`
Читать книги » Книги » Проза » Современная проза » Синтия Озик - Зависть, или Идиш в Америке

Синтия Озик - Зависть, или Идиш в Америке

Перейти на страницу:

— Неподходящее время для визита, вот и все.

— И дяде чаю принесите.

— Он не может пить.

— А вдруг сможет, пусть попробует. Кто так смеется, готов к пиршеству — фланкен, цимис, росселфлейш[60]… — И сказал на идише: — В грядущем мире люди будут танцевать на празднике, везде будут смех и радость. Когда придет Мессия, люди будут так смеяться.

Воровский расхохотался, сказал: «Мессия» и вгрызся в подушку. Лицо у него было насквозь мокрое: слезы катились со щек в глаза, по лбу, вокруг ушей стояли озерца слюны. Он плевался, плакал, задыхался от хохота, снова хватал ртом воздух, рыдал, отплевывался. Глаза в красных прожилках, белки сверкают, как разверстые раны, даже шляпу не снял. Он хохотал, хохотал без удержу. Брюки мокрые, ширинка расстегнута, оттуда нет-нет да и сочится струйка. Увидев чай, он выпустил подушку, рискнул пригубить, вернее, лизнул, как зверь, в надежде — на третьем глотке подкатила рвота, он хохотал между ее спазмами, все хохотал, и от него воняло клоакой.
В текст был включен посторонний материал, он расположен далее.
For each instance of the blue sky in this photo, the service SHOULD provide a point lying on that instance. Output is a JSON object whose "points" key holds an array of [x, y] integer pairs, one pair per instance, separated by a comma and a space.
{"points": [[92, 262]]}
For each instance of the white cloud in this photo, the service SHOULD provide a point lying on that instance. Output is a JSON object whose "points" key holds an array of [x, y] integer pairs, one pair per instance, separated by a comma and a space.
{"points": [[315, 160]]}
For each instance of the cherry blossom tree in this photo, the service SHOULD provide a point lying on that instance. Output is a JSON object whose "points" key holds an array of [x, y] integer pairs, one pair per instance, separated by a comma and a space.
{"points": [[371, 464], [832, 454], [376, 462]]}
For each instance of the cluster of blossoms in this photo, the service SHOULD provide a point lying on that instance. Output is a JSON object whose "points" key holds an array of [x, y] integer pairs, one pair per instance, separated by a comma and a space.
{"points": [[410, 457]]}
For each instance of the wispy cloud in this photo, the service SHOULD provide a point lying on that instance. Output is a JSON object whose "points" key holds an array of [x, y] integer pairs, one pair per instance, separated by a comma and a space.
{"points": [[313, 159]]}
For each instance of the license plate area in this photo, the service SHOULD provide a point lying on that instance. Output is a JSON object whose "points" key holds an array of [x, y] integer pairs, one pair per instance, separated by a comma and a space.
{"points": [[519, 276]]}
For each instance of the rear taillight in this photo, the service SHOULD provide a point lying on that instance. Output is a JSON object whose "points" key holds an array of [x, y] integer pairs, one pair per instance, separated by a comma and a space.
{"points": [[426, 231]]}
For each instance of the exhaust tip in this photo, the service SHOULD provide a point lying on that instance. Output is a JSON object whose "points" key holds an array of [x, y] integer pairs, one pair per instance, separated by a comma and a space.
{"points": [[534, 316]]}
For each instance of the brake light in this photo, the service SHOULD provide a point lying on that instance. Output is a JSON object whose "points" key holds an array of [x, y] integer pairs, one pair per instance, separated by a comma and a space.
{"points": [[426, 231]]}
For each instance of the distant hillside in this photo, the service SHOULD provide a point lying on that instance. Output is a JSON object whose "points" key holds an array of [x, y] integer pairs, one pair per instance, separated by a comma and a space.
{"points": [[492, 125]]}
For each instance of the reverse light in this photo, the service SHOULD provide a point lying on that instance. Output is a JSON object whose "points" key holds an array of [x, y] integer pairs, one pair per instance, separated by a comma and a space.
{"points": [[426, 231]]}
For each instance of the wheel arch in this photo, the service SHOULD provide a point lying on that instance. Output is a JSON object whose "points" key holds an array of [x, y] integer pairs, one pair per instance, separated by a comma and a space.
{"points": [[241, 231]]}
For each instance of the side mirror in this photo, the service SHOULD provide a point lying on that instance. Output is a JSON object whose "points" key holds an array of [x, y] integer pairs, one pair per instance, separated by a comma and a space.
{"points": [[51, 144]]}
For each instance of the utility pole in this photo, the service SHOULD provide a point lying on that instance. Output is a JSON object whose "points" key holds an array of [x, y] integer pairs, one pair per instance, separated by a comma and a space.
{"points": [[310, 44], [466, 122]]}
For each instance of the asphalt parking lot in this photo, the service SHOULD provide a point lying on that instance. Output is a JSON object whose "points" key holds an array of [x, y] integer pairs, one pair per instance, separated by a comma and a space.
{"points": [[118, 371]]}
Эдельштейн наслаждался чаем, чай пробирал насквозь, будоражил нутро куда больше, чем кофе, которым пропах коридор. Он хвалил себя без злобы, без горечи: верх рассудительности! Оттаяв, он сказал:

— Дайте ему шнапс, шнапс-то он наверняка удержит.

— Уже пил, его вырвало.

— Хаим, бедненький, — сказал Эдельштейн, — с чего ты так завелся? Это я. Я там был. Я сказал про это — про могилы, про дым. Я ответственный. Смерть. Смерть, это я это сказал. Над смертью смеешься — значит, не трус.

— Если хотите поговорить с дядей про дела, приходите в другой раз.

— Про смерть — это про дела?

Он оглядел ее. Родилась в 1945–м, во времена лагерей смерти. Не из избранных. Непрошибаемая. В ней эта непрошибаемость, под которой он подразумевал все американское, глубоко засела. И все равно, измученное дитя, заблудшая овца, удивительная девочка — всю ночь просидела с безумцем.

— Где твоя мать? — спросил он. — Почему не пришла присмотреть за братом? Почему все валится на тебя? Ты должна быть свободна, у тебя своя жизнь.

— Что вы знаете про семьи?

Она попала в точку: ни матери, ни отца, ни жены, ни ребенка — откуда ему знать про семьи? Он — отрезанный ломоть, выжил.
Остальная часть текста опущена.